9.25.2016

Perfection at Whipple Creek

There are just two other cars in the parking lot, and nary a soul to be seen.

Perfect, I think to myself, as I release my son from the bondage of his car seat, only to switch him into the bondage of the soft-structure carrier on my back.  He is gratifyingly complacent about the whole process, which just makes everything better.  Nathan is at church this morning, and now I'm at mine.  Time to get my spiritual recharge on.
Oh there we are
We've never been to this place before- only twenty minutes from home, and much tamer than The Gorge (capital T, capital G) but wild enough to give me the greenair I'm craving.  The trails are well marked and well-maintained, which is not unwelcome to my still-recovering ankle.  We delve into the shadowy woods.

For the first half hour or so we talk a lot, with plenty of stops for me to sidle up close to the ferns and trees and flowers that have caught his attention enough to demand, "Wha dat?", so that he can reach out and feel them.  I'm realizing I need to get a field guide so that I can give him better answers than, "Well, um, that's another kind of deciduous tree."
...aaaand that is a flower I've never seen before.

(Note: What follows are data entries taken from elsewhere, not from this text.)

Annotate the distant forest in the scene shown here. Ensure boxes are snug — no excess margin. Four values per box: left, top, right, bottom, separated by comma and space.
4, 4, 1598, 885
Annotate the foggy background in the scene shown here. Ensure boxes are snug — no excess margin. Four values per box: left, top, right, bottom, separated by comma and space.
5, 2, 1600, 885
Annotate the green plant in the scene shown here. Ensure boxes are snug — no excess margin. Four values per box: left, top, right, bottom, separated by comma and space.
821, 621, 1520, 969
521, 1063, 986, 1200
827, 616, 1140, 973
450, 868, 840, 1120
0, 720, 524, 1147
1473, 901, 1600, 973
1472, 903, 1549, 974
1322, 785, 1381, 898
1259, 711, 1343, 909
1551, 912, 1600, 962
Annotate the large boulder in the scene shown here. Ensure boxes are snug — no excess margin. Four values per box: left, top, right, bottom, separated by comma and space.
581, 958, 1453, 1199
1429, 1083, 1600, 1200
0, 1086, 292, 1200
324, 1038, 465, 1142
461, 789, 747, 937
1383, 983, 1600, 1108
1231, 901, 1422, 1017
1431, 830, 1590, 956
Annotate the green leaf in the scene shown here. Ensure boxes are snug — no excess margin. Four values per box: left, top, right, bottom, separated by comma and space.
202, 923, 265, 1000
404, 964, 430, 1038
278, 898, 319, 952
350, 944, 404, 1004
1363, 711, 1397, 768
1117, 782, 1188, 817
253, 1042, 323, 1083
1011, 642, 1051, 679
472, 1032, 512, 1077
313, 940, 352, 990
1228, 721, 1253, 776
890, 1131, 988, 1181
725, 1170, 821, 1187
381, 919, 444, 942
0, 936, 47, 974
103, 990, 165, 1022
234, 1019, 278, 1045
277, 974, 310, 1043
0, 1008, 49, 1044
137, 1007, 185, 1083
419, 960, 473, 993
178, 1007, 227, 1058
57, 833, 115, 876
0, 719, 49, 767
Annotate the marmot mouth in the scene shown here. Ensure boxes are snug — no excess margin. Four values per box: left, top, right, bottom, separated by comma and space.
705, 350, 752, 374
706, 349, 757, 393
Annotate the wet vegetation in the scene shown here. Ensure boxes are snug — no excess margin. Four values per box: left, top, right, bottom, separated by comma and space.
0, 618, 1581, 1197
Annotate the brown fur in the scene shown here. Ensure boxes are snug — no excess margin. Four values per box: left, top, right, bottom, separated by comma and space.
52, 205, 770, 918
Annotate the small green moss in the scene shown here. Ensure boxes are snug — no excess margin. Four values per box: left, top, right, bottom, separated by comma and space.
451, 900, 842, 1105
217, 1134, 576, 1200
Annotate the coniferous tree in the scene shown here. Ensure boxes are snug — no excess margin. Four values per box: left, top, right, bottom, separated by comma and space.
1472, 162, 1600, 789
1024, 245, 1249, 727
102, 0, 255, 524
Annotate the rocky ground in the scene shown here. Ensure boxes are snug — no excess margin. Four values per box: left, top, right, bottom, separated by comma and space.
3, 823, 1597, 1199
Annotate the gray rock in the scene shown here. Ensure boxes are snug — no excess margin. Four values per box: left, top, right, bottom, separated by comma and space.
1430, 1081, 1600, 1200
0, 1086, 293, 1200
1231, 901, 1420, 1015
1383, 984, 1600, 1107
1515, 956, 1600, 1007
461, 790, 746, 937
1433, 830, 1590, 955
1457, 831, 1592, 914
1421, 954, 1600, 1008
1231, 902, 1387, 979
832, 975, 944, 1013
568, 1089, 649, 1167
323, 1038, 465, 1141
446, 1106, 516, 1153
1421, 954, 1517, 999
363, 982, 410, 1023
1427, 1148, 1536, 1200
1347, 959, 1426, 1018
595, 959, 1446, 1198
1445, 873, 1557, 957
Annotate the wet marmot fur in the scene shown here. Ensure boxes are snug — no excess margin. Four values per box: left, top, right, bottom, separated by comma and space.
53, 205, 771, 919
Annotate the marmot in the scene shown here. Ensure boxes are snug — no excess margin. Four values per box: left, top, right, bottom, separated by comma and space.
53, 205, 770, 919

He drops off to sleep around the time that I start the second mile, and I spend some time enjoying my pseudo-solitude in the greenquiet.  A bird starts to pii at me from a bush off the trail, and when I finally spot her tiny, tiny brown body I cannot help but exclaim, "Look at your perfection!"
Lulled, by and by

On I walk, looping and crossing, mentally drafting a new story and admiring the early sun on the delicate structure of spiderwebs.  I try to point the lovely orb-weavers out to my newly-wakened son, but he is so engrossed by everything that I'm not sure he understands my pointing to one thing in specific.
Spinning sunlight

I continue my drafting aloud, thinking to entertain him a bit with story-craft, and then all of a sudden we come across a perfectly-ruined mill.  Immediately my thoughts fly to what a fine semi-castle it makes, out here in the semi-wild.
Castle Dreaming

As we approach the final half mile, an owl the size of my son cruises past my face so closely that I can discern the individual spots on his feathers.  "Oh my!" I gasp, like a heroine from another century, and regret that my son probably didn't see it at all- let alone the fact that it was being chased by three birds whose collective mass was surely less than my doubled-fists.

We re-emerge from the greenlight into the yellow of mid-morning, just as my son begins to express his utter doneness with our outing.  Perfectly timed.